In interviews, Iraq amputees and their counselors say one of the most trying times comes when amputees return home after a long rehabilitation.

Though many succeed, some don’t, they say. Some amputees become mired in sadness, abuse drugs and alcohol, and isolate themselves.

Erick Castro, 24, lost his left leg at the hip during an attack on the armored personnel carrier he was riding in on Aug. 25, 2003, outside Fallujah.

Less than a year later, he was back in California and spent the summer as a virtual shut-in. He was having trouble with his artificial legs, couldn’t bring himself to travel beyond his front door and was just lying in bed playing video games.

With the help of his girlfriend, who later became his wife, Castro said, he eventually summoned the courage to venture out. Today he is a proud father and a student at Arizona State University studying mechanical engineering. He hopes to someday develop devices for wounded veterans.

“Everyone hits a point where it’s like you can’t go on,” he said. “But you’ve got to push yourself. Once you get past it, you find that there is a life out there.”
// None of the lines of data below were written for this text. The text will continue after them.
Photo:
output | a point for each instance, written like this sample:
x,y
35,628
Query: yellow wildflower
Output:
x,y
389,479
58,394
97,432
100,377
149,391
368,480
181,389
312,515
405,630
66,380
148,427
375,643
Firefighting in the future?

A few hours north of Phoenix, former Staff Sgt. Kelly has learned that life’s detours can open new doors.

During his recovery at Walter Reed, Kelly played a key role in advocating better benefits for the wounded. Congress passed a bill providing added military insurance payouts for limb losses for a premium of just an extra $1 per month.
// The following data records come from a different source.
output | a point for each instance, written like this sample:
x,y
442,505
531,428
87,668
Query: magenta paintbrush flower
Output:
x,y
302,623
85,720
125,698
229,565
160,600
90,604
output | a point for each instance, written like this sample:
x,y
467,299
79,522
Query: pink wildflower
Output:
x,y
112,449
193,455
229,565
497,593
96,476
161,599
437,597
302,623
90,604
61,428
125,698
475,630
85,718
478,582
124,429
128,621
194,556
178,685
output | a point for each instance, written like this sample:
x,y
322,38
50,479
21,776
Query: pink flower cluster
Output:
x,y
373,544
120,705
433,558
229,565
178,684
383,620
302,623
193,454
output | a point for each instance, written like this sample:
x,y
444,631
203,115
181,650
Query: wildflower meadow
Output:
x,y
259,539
And while at Reed, Kelly learned that a childhood dream still was in reach. Nearsightedness had precluded him from becoming a pilot in the military. But he found out that civilian pilot requirements are not as stringent.

He enrolled at a high-altitude flight school in Prescott, Ariz., where the school’s owner was unfazed by his disability because his father made a living creating prosthetic devices.

Now as Kelly flies high, he hopes to double back on a once-abandoned goal of fighting fires–but with a copter.

“The only difference is that I’ll be fighting them from the air and not the ground,” he said.

– – –

Amputees’ long road

In Iraq, the wounded are rushed to surgery, stabilized and then flown hours later to a medical center in Germany.

Within days they arrive stateside at two Army hospitals designed to treat amputees. Artificial limbs are fitted within a month and eight to 14 months of rehabilitation begins; infections usually set back recovery.

Amputees rejoin civilian life, often attending college classes on veterans’ benefits. Two to four years later, they integrate into the working world.